We have a saying in Tagalog:

Aanhin pa ang damo, kung patay na ang kabayo.

which literally translates to English as

What is grass good for, if the horse is already dead.

Basically, the idea is, something (help, benefit, etc.) arrives too late for it to be useful. What is/are the equivalent/s of this saying in English?

  • 2
    Not quite the same, but similar might be "too little, too late" or "a day late and a dollar short". Jan 14 '20 at 14:13
  • 9
    Also similar, possibly closer, might be "closing the barn door after the horse has bolted". Jan 14 '20 at 14:15
  • @JeffZeitlin I think "the stable door".
    – WS2
    Jan 14 '20 at 14:16
  • @WS2 - I've seen both used. Jan 14 '20 at 14:17
  • @JeffZeitlin Reminds me of one of those French faux amis. (étable = cowshed, but écurie = stable).
    – WS2
    Jan 14 '20 at 14:40

It’s likely that the closest equivalent is “closing the barn (or stable) door after the horse has bolted”.

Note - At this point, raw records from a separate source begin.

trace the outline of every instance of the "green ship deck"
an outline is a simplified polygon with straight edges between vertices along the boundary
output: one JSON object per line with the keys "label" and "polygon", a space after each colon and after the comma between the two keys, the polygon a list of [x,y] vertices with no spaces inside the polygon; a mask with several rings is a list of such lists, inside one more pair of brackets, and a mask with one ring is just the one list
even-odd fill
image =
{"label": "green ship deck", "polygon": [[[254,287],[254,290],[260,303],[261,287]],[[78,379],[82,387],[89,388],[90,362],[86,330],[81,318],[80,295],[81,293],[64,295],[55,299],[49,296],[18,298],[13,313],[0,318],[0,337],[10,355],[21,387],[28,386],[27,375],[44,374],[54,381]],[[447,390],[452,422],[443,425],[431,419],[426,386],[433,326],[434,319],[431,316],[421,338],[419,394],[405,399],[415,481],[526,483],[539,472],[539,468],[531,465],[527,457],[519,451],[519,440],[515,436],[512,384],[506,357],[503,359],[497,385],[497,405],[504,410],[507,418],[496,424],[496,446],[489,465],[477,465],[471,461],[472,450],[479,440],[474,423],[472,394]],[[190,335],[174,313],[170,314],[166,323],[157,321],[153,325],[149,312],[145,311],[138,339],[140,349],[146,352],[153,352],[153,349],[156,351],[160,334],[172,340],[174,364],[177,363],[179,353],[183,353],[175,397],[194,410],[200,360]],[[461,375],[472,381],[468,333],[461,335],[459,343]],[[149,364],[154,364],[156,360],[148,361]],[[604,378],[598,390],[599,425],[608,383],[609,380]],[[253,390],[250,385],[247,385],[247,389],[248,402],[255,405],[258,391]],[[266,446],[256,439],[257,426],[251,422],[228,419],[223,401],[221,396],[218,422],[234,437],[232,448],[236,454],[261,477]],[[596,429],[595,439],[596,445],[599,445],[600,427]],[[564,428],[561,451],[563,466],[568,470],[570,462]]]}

Other phrases with related meanings would include “a day late and a dollar short” or simply “too little, too late”.


You could say that an action is simply rearranging deck chairs on the Titanic. The mental picture is that this is done as the ship is sinking. It does not match the notion that, earlier, the action might have helped, but does capture the futility.

You can also say that has missed the boat or the train has left the station. The mental picture is that they were too late to board, and lost the opportunity.